The Lubavitcher Rebbe, in a talk on Shabbat Parshat Shemini 5750 (1990), asked: Maimonides had previously established that the holiness of the Temple is not dependent on the existence of the physical building. The principle of “through its original consecration, it was consecrated for that time and for eternity (Kidsha le’shato ve’kidsha le’atid lavo)” applies. Meaning that the holiness of the Temple is present even today; it did not depart with its destruction.3 If this is correct, and we have established that the Temple guards were not there to guard the actual building, but to give honor to G‑d’s presence which resides there, then why is there no current obligation to guard the place where the Temple used to stand—Temple Mount?
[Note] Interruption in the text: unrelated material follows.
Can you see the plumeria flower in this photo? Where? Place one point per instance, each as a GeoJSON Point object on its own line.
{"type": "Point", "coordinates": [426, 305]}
Indeed, with regard to the obligation to be in awe of the Temple (as we referenced earlier), Maimonides explicitly states:

Even though the Temple is now in ruin because of our sins, a person must hold its [site] in awe, as one would regard it when it was standing.

[Therefore,] one should only enter a region which he is permitted to enter. He should not sit in [the area of] the Temple Courtyard, nor should he act frivolously when standing before [the place of] the eastern gate, etc.4

The Rebbe notes that there is indeed a halachic position that mandates that even today we should endeavor to post sentries at the Temple Mount, and Rabbi Hillel Moshe Meshil Gelbstein in his sefer Mishkanot L'Avir Yaakov has campaigned for this to happen. However, continued the Rebbe, the fact that this has not been taken up by any significant segment of the community seems to indicate that there is a valid reason not to.

The Rebbe therefore suggests as follows: One of the pervading principles governing Jewish law is derived from the verses in Leviticus, “You shall observe My statutes and My ordinances, which a man shall do and live by them.”5 In a case where one’s very life would be in danger while fulfilling one of the mitzvot, (with the exception of the three cardinal sins: adultery, murder, and idolatry,) one is not obligated to give up one's life in-order to perform the mitzvah.6

With this principle, the Rebbe suggests that the reason we do not post guards on the Temple Mount is simply because it is too dangerous. He goes so far as to say that in a case where there is possibility of death, even if death is by no means certain, still, one would not need to risk one’s life to fulfill a mitzvah. Even today, there would be an element of danger involved. Additionally, in the period directly after the destruction of the Temple it would have been extremely dangerous to physically guard the Temple Mount, “Once it was canceled it was not reinstated.” This follows a general halachic principle that once something is postponed or canceled it is not (necessarily) reinstated.7

Practical Application

In his unique style, the Rebbe points out that while the physical manifestation of this mitzvah seems not to apply today, the spiritual idea it represents is as valid as ever. He quotes the famous Midrash8 which elucidates the verse, “And they shall make Me a sanctuary and I will dwell in their midst.”9 From the strange language, “in their midst” (as opposed to in it [the Temple]), they explain that this verse teaches us that G‑d’s home is within each of us.

The Rebbe strongly encouraged each individual to create a ‘personal Temple’ in their home. When holiness pervades the home, it becomes a Temple for G‑d. This is how we are able to keep the spirit of the mitzvah of guarding the Temple alive. Through cherishing everything holy, through making the focus of our home the ‘personal Temple’ we create, we honor the glory of G‑d—the intent of the original mitzvah.